The detainees of the prison -- which is located in the industrial port town of Balhaf -- have suffered inhumane treatment and endured acts of torture with the knowledge of the UAE forces, the French newspaper reported Friday.
Total owns 39.6% of the gas liquefaction complex in the southern Balhaf region.
Le Monde obtained testimonies from a former prisoner and a relative of another detainee, who confirmed that the prison inside the Yemeni gas complex had held detainees until the middle of this year.
The French newspaper says it has drawn information from testimonies collected by Amnesty International, as well as a group of UN experts on Yemen.
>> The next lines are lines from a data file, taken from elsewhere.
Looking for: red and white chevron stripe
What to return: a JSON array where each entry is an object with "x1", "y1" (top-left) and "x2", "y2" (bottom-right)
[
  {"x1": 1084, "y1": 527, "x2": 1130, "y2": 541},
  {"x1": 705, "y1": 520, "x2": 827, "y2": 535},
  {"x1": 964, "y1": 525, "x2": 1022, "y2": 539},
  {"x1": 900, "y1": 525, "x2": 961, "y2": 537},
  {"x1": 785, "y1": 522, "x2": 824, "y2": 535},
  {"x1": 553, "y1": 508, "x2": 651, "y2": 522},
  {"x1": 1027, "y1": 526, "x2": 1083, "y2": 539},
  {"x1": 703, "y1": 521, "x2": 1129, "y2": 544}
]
Various non-governmental organizations and Yemeni activists have also confirmed the existence of the prison inside a military base set up by the UAE in the same place.
Last year, a report by the Associated Press revealed that hundreds of detainees have suffered torture and sexual abuse by Emirati officers at the jails which the UAE runs in war-torn Yemen.
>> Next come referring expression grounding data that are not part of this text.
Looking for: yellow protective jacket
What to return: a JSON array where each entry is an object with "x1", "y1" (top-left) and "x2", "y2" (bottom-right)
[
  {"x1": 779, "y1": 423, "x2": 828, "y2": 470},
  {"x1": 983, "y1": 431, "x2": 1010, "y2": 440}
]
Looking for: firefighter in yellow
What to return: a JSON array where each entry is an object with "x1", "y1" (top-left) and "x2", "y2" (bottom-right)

Citing victims and witnesses, the AP reported that the detainees, who are held without charge, have been sodomized, raped, probed and stripped down in at least five prisons.
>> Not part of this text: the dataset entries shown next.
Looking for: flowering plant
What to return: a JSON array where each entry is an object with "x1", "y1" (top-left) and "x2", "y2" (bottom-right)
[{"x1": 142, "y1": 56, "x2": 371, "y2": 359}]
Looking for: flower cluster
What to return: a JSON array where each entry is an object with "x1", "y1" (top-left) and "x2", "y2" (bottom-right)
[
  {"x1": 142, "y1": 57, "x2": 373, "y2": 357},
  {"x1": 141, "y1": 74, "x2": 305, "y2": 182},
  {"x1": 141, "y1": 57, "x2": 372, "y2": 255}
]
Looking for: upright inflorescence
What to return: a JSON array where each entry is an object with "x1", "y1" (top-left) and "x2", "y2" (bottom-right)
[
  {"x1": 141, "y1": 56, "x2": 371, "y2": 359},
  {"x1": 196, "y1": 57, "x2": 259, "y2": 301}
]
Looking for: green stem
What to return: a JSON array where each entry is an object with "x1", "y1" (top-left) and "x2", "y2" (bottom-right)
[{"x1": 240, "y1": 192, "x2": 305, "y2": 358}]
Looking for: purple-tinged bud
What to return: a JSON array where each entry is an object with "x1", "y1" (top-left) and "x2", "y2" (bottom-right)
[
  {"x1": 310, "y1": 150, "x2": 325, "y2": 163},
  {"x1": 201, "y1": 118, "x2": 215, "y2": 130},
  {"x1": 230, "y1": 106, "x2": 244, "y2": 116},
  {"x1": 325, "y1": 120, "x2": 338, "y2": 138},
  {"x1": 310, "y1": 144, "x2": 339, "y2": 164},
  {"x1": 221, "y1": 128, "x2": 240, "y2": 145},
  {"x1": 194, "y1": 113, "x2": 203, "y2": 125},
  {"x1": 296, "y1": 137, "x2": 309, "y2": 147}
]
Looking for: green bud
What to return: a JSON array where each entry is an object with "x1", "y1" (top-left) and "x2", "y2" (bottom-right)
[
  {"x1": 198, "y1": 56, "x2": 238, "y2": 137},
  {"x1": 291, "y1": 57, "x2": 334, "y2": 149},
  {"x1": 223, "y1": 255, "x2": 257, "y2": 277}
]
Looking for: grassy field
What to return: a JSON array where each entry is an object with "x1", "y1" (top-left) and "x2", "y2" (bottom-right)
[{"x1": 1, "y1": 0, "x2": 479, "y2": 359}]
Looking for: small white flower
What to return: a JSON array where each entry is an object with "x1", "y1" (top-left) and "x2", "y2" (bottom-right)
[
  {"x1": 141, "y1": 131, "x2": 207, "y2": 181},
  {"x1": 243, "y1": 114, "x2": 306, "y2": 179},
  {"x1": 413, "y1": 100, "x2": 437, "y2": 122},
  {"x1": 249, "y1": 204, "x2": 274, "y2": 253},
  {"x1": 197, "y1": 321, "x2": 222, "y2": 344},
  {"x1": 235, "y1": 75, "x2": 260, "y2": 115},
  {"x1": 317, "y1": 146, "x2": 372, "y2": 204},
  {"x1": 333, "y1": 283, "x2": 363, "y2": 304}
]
Amnesty International said it had also documented “systematic grave violations” in UAE-run jails in Yemen. The group called the AP report “shocking,” saying US officials “continue to dismiss these credible allegations.”
Militants backed by the UAE have reportedly kidnapped and tortured hundreds of people in southern Yemen.
The kidnapping spree took place under the pretext of clearing out suspected al-Qaeda-linked elements.
Last month, head of Yemen’s National Committee for Prisoners Affairs (NCPA) Abdulqader al-Mortada blamed Saudi Arabia and the United Arab Emirates for obstructing prisoner swaps with Yemen's Houthis.
The agreements had been agreed upon during UN-sponsored Yemeni peace negotiations in Sweden last year, but Mortada said Riyadh was insisting on the release of Saudi troopers only.
“The UAE is concealing the fate of hundreds of our prisoners, and preventing many parties in southern (Yemeni) provinces from exchanging prisoners with us," Mortada said.
"Saudi Arabia, on the other hand, has dismissed all proposals put forward by the UN envoy (Martin Griffiths) and stopped many parties, particularly in Ma’rib and al-Jawf and Ta’izz, from conducting prisoner swaps with us.”
Mortada said the fate of an estimated 15,000 people, from both Saudi-backed Yemeni militia forces and the Houthis, remains unclear, adding they are believed to have either gone missing in action or been kept as prisoners.
The United Arab Emirates is Saudi Arabia’s key partner in its deadly war against Yemen, which was launched in March 2015, with the goal of bringing the government of Hadi back to power and crushing the Houthi movement.
The US-based Armed Conflict Location and Event Data Project (ACLED), a nonprofit conflict-research organization, estimates that the Saudi war has claimed more than 100,000 lives over the past four and a half years.
Besides playing a significant part in aerial assaults and deploying troops to Yemen, the UAE has been training the pro-Saudi militants fighting on the ground against the Yemeni armed forces.
Yemen’s southern regions are mostly controlled by UAE-backed militants loyal to the former government.